High oil prices have caused a surplus in the first half of 2012. Government revenues reached $203 bn yielding a surplus of $7.7 bn in this period. Currently the falling crude price has been offset by a weakening ruble, but lower commodity and oil prices could deteriorate the prospects for economic growth. Fiscal policy for the coming years will be based on new fiscal rules, which will limit budgetary spending in line with oil prices movements. Budget spending in 2013-15 will be based on an average of oil prices. The new rule allows planned spending to rise by 5% in 2013. This would not help to reduce the dependence of government expenditure on oil prices as it is projected that the non-oil deficit will shrink to 1% of GDP in 2014 from 11.3% in 2012.
Monetary policy, on the other hand, has been more prudent as the central bank has left the key refinancing interest rate unchanged at 8% at its latest meeting in July. Rising inflationary expectations have been the main reason for keeping interest rates on hold over the last six months. After higher than expected inflation in June and the increase in utilities tariffs in early July, the central bank is expected to wait for a clear indication of inflation before it considers changes to monetary policy. There is an official commitment to move towards a floating exchange rate with Russian Central Bank (RCB) intervention confined to preventing excessive currency volatility (EIU, July 2012).
Russian GDP growth in the second half of the year will be influenced by global commodity and oil prices. It is expected to decelerate as the global economy slows down. One channel of transmission of global financial turbulences to the Russian economy would be inflows of capital and direct investments in Russia.
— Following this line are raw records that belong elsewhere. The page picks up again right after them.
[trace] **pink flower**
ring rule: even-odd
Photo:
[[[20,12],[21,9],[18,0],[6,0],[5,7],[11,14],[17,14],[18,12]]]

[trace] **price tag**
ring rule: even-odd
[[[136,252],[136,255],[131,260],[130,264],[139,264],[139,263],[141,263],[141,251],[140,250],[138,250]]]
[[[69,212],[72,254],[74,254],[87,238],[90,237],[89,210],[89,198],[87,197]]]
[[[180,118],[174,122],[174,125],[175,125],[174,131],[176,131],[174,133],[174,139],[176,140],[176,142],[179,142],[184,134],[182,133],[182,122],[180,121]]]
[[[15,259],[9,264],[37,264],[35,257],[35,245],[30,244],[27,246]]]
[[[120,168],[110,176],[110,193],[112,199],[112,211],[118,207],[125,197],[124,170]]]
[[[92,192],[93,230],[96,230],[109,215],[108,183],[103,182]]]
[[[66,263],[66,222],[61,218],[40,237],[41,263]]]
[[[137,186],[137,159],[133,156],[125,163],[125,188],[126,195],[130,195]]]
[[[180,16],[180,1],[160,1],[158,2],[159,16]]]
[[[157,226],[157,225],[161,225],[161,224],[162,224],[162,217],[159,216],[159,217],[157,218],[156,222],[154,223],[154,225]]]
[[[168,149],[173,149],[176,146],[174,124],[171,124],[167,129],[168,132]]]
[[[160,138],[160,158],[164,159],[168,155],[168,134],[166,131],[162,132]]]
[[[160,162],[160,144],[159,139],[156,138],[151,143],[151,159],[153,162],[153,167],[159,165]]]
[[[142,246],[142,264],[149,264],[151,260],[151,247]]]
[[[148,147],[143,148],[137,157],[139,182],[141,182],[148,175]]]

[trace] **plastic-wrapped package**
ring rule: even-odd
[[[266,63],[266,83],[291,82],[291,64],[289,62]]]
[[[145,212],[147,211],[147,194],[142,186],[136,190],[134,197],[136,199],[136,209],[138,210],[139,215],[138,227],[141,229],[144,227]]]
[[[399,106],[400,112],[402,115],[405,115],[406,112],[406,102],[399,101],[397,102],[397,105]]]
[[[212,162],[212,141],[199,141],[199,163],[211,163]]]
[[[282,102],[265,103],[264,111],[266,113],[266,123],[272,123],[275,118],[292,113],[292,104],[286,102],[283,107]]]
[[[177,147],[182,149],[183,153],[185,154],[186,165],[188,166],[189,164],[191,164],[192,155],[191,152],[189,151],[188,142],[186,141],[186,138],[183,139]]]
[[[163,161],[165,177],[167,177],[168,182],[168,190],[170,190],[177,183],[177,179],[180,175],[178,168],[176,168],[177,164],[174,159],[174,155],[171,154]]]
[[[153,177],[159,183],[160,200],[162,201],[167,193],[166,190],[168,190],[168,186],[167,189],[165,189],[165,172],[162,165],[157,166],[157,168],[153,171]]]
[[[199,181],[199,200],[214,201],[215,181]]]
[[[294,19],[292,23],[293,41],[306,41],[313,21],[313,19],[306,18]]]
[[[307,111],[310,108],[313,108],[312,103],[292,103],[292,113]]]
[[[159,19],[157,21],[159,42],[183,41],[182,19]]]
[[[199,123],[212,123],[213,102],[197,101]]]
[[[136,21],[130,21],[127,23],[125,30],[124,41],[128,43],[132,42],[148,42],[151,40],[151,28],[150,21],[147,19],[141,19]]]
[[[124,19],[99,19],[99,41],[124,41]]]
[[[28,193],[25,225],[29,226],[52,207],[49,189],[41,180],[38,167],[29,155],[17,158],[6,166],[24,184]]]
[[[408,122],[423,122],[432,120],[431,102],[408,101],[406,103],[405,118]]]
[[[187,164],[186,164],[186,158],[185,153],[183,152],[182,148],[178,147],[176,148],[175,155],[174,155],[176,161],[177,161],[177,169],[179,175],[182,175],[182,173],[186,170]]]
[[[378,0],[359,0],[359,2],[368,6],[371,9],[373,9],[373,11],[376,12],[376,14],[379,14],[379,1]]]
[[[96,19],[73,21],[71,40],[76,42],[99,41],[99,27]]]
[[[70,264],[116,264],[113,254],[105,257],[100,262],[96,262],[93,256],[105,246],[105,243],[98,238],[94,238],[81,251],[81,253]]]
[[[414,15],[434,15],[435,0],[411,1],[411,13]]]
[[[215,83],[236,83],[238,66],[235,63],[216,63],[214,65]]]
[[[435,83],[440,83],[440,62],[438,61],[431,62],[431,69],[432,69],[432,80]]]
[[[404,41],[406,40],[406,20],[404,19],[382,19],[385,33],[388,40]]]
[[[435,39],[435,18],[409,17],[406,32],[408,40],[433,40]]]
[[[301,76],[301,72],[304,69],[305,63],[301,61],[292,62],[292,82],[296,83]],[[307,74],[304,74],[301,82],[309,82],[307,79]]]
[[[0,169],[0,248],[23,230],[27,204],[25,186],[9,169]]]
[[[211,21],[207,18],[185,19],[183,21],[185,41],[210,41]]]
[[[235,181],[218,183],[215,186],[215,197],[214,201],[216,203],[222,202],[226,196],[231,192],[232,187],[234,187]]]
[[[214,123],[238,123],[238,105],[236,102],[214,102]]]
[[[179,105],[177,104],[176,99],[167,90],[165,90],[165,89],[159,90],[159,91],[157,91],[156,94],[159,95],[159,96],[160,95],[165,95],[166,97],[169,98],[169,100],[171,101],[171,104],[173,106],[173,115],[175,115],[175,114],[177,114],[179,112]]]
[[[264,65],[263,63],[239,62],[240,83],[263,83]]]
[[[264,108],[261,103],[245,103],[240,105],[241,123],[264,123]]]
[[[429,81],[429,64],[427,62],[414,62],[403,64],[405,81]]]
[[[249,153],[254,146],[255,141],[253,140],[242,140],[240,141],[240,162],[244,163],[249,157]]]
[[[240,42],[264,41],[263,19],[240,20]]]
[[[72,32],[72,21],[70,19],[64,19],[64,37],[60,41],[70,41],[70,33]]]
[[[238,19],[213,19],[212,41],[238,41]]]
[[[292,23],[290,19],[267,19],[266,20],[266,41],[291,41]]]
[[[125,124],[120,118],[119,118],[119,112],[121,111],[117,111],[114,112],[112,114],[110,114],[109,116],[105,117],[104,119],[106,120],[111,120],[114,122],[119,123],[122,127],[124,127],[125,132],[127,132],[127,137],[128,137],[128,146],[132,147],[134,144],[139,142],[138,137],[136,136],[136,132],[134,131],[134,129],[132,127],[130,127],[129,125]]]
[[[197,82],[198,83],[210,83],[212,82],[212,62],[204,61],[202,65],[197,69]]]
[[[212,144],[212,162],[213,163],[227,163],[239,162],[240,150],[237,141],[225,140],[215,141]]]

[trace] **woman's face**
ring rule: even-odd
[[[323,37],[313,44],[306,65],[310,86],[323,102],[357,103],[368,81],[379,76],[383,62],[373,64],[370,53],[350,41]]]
Although a slowdown in economic activity in response to a deceleration of global economic growth is possible, a sharp decline in economic growth is not expected.
We forecast 3.7% GDP growth in Russia in 2012 and 3.4% in 2013. Inflation in Korea slid South Korean inflation in July slid far more than expected to a 12-year low as the economy cooled, reinforcing the market's growing view for a back-to-back interest rate cut next week. Indonesia, meanwhile, reported a slight pick-up in inflation for July due to a jump in food prices ahead of the Muslim fasting month, adding pressure on the central bank to keep its policy rate steady despite slumping exports. The Bank of Thailand revised down its forecasts for economic growth and inflation, and said downside risks and uncertainty emanating from the global economy are likely to increase this time.
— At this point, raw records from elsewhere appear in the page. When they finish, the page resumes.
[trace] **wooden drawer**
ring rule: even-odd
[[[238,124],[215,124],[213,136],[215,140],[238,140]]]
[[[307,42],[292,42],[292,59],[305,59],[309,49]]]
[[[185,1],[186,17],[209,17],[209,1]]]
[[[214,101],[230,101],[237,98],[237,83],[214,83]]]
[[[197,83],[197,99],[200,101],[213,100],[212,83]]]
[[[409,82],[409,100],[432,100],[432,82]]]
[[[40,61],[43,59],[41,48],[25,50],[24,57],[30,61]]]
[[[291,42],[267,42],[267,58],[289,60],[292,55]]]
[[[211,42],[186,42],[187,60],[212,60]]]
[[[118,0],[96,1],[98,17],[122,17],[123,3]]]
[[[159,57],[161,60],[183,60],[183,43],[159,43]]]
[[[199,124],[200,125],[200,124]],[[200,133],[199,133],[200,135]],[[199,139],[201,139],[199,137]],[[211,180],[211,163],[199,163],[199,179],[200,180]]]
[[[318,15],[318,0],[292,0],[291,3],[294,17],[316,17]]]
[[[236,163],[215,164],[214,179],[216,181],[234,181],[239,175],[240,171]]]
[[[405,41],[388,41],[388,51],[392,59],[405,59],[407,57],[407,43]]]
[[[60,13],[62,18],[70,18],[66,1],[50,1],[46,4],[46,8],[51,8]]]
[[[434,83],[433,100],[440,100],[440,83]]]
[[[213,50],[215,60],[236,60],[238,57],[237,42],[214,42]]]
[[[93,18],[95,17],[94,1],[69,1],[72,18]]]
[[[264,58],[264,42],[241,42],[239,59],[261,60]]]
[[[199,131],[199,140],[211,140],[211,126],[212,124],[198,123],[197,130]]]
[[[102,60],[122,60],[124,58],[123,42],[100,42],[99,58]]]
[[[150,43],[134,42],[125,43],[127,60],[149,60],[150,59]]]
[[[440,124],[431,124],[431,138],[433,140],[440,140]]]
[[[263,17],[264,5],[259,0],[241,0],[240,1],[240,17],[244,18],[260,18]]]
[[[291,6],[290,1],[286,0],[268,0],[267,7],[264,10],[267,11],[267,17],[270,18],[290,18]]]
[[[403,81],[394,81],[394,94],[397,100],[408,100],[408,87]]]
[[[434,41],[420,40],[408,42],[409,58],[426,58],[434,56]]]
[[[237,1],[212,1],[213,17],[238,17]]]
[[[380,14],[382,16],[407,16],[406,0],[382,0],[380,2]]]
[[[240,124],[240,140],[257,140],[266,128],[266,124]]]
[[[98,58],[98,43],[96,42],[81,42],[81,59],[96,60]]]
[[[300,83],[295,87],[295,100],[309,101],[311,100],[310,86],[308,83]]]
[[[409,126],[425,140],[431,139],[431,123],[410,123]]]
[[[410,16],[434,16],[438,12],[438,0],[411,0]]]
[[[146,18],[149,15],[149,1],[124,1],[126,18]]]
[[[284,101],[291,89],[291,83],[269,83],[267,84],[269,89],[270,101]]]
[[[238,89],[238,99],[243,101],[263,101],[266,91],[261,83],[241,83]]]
The IMF now expects the MENA region to grow at a rate of 5.5% in 2012, on par with the average for emerging economies. This is up 1.3% after its April forecast of just 4.3%, and is by far the largest positive revision for any region or country. The IMF forecasts strong growth of around 6% for most GCC countries. The regional average was dragged down by oil importing countries, with growth rates forecast at around 2-3% for most countries, but with a contraction in Yemen and Syria.
FDI flows into Sub-Saharan Africa (SSA) shot to a record high of $35 billion in 2011 from $27.4 billion posted in 2010. West Africa received the bulk of this with 46%. Ghana, Nigeria and South Africa collectively attracted half of the 2011 FDI that flowed into the area. Ghana and Nigeria together made up 75% of the sub-region’s inflows, which were concentrated in the petroleum industry. The continent's powerhouse, South Africa, is among the slower performers, with growth estimates of 2.5%, with its more integrated economy vulnerable to global tremors.